Holy Russia Rising

Holy Russia Rising?


Much ado is being made about Russia establishing Orthodoxy as an "official" religion...and to some degree persecuting other Christian groups. I don't pretend to fully understand the details of what is going on in Russia, I do know, however that liberal mainstream news media generally do not appreciate political leaders having much of any public religious life - let alone one that is arguably the oldest and most religiously conservative on the planet.
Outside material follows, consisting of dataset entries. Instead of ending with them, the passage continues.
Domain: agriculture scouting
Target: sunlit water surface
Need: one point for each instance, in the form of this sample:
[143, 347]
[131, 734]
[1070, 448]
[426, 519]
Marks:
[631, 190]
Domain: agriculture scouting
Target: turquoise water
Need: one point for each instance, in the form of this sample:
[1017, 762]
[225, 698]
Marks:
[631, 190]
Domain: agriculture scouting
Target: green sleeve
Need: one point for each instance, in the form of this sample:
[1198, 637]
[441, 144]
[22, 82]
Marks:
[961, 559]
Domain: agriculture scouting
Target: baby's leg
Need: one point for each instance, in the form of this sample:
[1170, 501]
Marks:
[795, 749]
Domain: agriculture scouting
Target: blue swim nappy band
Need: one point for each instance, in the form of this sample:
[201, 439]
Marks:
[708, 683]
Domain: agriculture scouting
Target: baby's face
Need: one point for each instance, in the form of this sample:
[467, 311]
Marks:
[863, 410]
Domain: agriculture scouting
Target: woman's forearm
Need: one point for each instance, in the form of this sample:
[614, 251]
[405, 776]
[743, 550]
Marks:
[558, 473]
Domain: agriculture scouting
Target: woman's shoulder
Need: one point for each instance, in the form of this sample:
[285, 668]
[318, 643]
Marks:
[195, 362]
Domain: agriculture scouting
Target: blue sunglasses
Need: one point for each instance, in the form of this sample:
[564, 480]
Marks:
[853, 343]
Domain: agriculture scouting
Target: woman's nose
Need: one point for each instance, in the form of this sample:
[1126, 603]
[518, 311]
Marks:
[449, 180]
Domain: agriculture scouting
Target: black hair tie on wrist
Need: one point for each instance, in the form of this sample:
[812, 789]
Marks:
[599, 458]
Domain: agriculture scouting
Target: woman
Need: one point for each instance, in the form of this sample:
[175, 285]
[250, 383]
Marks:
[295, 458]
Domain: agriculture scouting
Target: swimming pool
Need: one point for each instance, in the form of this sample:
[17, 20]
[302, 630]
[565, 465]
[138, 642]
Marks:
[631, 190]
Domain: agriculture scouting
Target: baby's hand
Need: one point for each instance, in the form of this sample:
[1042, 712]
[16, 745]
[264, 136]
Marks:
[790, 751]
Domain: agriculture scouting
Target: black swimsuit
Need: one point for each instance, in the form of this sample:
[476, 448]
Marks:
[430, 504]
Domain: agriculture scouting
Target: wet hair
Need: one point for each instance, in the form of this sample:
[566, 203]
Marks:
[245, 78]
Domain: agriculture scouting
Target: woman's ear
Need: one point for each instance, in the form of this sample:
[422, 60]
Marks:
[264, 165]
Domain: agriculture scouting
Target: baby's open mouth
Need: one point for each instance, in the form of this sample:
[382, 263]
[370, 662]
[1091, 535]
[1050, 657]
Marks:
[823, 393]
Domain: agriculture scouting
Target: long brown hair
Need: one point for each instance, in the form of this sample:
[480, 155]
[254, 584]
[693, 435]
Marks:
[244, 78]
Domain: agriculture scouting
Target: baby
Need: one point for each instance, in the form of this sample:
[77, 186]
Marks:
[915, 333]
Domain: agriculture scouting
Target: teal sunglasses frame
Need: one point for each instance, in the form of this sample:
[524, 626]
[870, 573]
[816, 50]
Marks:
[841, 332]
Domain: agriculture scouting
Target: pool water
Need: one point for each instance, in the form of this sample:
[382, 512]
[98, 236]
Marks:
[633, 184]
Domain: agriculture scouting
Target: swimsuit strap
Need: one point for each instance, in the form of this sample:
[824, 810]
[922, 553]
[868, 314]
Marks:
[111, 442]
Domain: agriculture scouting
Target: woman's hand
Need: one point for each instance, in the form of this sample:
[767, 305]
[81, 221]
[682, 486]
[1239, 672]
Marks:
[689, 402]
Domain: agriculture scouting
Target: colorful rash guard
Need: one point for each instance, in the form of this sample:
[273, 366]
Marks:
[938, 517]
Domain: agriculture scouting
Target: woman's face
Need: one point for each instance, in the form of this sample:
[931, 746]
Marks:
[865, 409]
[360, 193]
I'm a big proponent of religious freedom, I think I've made that clear enough here. And so I do not and will not support any governmental action to persecute any group or individual for their religious conscience. However...I DO understand Russian Orthodox Christian's concern about the flood of protestant (and even Mormon and JW's) flowing into their country. A few things to consider:

1. The Orthodox Church underwent 8 or so decades of brutal persecution from atheistic communists bent on wiping her out. In that time millions were martyred...MILLIONS! We cannot fathom it. It's effects on the Church were felt worldwide and we still see it today in the jurisdictional problem we have here in the US. In this time, where were the Baptists? Where were the Presbyterians? Where were the Assembly of God missionaries? The Orthodox Church went through this baptism of blood alone. Yes, I know there were a few religious minorities there at the time and sure, the Communist government would not let American Christian's in very easily....but none-the-less...no one can deny this was Orthodoxy's holocaust. And so when the walls were finally knocked down and the Orthodox Church was able to come up mostly out of hiding and be free, you might imagine their disdain for wealth ridden western protestants pouring in desperate to save Russians from the Orthodox Church. I can still recall Paul Crouch of TBN standing by his big TV antenna in Belarus blabbing about how "at LAST" the gospel was going to be preached in Russia! Such ignorance I might just consider allowing for legal action against.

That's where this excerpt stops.